Das stört zwar inzwischen hier und da einige Einheimische, die nicht mehr so spontan lächeln, wenn sie einem Touristen begegnen, und auch die Zeitungen berichten vereinzelt über die Unzufriedenheit mit den Horden von Besuchern aus dem Norden: der Lärm der lauten Zweitakter-Taxen in den Gassen, die Gläser und Flaschen auf den Bürgersteigen, die Folgen der Toilettengänge an den Hauswänden.

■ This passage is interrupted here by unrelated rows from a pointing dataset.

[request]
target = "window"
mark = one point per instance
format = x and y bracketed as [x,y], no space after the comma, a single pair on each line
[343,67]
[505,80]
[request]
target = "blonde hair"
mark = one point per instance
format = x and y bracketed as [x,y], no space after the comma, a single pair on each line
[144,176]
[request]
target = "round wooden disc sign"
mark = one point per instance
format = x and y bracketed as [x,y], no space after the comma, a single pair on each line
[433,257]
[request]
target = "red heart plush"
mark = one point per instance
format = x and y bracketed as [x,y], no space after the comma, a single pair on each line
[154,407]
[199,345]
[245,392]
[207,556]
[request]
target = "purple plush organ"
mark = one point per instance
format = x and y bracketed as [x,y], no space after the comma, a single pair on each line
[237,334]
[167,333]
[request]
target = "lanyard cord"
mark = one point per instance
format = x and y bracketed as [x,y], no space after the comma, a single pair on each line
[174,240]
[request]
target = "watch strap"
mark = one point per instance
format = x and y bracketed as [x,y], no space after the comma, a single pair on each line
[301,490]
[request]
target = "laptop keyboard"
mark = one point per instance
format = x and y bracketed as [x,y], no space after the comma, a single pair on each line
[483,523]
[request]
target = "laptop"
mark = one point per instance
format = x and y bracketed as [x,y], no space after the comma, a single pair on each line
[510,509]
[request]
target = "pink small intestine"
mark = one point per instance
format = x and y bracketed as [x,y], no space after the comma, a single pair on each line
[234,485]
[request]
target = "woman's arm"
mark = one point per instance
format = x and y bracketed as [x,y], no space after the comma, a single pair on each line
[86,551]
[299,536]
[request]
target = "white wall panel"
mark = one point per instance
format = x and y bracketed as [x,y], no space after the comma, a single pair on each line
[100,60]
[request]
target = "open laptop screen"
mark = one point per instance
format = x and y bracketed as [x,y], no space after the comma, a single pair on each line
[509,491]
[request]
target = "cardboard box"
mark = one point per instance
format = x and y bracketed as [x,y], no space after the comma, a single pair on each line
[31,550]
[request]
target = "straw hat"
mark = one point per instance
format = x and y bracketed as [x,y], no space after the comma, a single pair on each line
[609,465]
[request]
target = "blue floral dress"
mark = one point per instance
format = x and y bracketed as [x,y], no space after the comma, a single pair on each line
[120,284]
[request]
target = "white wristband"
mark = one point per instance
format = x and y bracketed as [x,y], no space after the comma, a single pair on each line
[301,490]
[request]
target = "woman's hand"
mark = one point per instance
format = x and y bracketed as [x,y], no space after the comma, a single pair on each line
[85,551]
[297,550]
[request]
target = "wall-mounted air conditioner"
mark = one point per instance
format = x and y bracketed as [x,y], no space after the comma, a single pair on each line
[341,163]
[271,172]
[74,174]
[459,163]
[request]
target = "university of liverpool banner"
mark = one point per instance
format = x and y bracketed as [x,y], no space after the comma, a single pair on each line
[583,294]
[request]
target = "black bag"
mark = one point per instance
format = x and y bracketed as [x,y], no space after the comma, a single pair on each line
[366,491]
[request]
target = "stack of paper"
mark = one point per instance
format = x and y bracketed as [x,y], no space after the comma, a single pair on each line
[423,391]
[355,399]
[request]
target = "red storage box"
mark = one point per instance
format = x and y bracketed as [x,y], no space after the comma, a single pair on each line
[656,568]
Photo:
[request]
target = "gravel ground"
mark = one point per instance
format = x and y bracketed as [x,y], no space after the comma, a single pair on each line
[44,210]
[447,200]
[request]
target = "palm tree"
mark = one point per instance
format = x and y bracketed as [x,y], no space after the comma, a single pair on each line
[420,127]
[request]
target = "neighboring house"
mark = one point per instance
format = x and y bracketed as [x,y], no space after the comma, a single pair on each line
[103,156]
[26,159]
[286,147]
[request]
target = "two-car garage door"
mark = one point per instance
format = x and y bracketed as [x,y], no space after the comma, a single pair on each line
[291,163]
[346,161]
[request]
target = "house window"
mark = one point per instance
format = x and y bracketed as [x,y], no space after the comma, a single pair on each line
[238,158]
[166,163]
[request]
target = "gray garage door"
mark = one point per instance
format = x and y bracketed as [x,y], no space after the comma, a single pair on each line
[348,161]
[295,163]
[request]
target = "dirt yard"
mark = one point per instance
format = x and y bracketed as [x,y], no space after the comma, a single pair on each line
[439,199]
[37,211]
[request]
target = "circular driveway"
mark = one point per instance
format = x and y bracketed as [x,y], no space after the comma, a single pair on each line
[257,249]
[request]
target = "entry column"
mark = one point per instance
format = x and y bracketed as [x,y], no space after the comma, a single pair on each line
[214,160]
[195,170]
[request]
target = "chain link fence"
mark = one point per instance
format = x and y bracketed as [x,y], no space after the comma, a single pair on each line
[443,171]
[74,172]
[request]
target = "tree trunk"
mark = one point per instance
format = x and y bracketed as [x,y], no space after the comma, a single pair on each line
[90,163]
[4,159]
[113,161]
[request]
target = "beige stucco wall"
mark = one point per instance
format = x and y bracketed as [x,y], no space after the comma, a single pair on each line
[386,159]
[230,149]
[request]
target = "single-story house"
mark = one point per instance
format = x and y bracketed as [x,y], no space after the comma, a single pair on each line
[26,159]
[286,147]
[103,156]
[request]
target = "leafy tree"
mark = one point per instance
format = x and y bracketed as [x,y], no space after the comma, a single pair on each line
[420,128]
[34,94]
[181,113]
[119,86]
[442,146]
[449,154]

Aber kein Südeuropäer wird deswegen zum Wutbürger. Die Europäer auf der Flucht aus England, Deutschland oder den Niederlanden werden zwar meistens in geschlossen Resorts oder Hotels untergebracht. Aber die Einheimischen kommunizieren gern mit ihnen, öffnen die Türen ihrer Restaurants, Kneipen und Läden. Gastfreundschaft, ein Erbe der arabischen Hochkultur, ist ein hoher Wert. Portugal und Spanien haben nach und nach gelernt, mit dem Ansturm unzufriedener Europäer zu leben.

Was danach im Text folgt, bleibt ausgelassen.